The Maryland General Assembly voted to fire all five members of the Maryland Public Service Commission recently, which regulates utilities.
And the legislators are requiring Constellation Energy to refund $528 million it collected from rate payers for power plants supposedly made uneconomical by the process to deregulate the electric industry - so-called stranded costs.
For Pennsylvania residents, the issues in Maryland could be harbingers of what might happen here.
At the heart of the problem in Maryland is public outrage over an expected 70 percent increase in electric bills on July 1 for customers of Constellation Energy's Baltimore Gas & Electric. The average household will pay $743 more per year, according to the Maryland Public Service Commission.
The legislation that was passed, however, doesn't address that looming rate increase facing consumers, Kenneth D. Schisler, Public Service Commission chairman, said recently.
"It is my hope that the members of the General Assembly and the governor will be able to focus on reaching a bipartisan solution to help Maryland consumers with this very serious problem," Schisler said.
Constellation spokesman Larry McDonnell said it is unfair to demand the company return the $528 million in payments for stranded costs. In 1999, when electric competition began with deregulation, there was a widespread belief that nuclear plants would lose value, he explained. Shareholders assumed all the risk for the plants, McDonnell said, and it is only fair they "share in the upside."
In the late 1990s, electric competition was sold to consumers in many states as a way to escape the high prices that had been caused by building nuclear power plants in the 1970s and 1980s. The idea was that people would be able to shop around for the best electric rates because a competitive marketplace would bring more companies into the mix.
Traditional electric companies were concerned about assets that would lose value in a competitive market - the stranded costs. Those companies were given a period of years to add a few cents per kilowatt-hour to customers' bills to recover those costs. In return, customers had rates capped at 1996 levels for the same period of time.
A majority of Pennsylvania's electric consumers, and all of those in the midstate, have been protected by rate caps and will continue to be protected for up to five more years. However, once the caps are lifted and the rates are set by the marketplace - but without competition - prices could soar.
Among those who are no longer protected are the 4,200 customers of Pike County Light & Power along the Delaware River, where prices jumped 73 percent on Jan. 1. Their rate cap ended earlier than most, and the Public Utility Commission is struggling to find a way to help them.
"We have time to act for most of our larger utilities, and we don't want to find ourselves in 2010 in the position that people in Baltimore and Maryland find themselves today," said state Consumer Advocate Irwin Popowsky.

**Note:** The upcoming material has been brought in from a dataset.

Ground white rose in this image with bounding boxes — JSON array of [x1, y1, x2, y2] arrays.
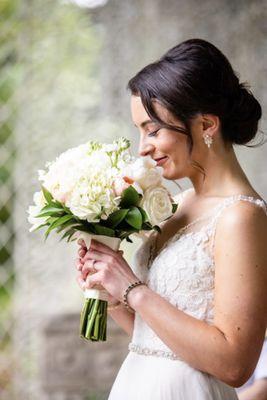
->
[[140, 186, 172, 225], [27, 191, 47, 232], [124, 156, 162, 190]]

He says utilities need to procure a balanced portfolio of energy suppliers. It should include some traditional power sources, some renewable sources, some long-term contracts, some short-term ones, and some incentives for people to use less electricity during peak demand.
David Kleppinger, counsel to the Industrial Energy Consumers of Pennsylvania group, recently said that five years may not be long enough to craft a legislative and regulatory response that will ease the shock to consumers.
The Pennsylvania Public Utility Commission has been struggling for years to come up with rules for electric customers who choose not to buy their power from a competitive provider after rate caps expire. That appears likely to be nearly everyone, because competitive alternatives largely disappeared years ago.
In his filing in the Pike County proceeding, Kleppinger said that, if the rate caps were lifted today, electricity prices for the big factories he represents would soar between 30 and 75 percent, depending on location.
If nothing is done, he predicted factories would look at cheaper power locations, such as Quebec, Canada, which has cheap hydro-power, and West Virginia, which never deregulated.
Constellation Energy also filed comments in the Pike County case. The company said it was wrong to put the onus on the auction process used to set prices in the wholesale power market. The company divided the blame between fuel-cost increases and environmentalists.
"The increases in market prices are due to fundamental issues underlying the electric market such as significant increases in fuel costs and air quality emissions compliance, as well as certain regulatory uncertainty going forward regarding environmental compliance," the company said.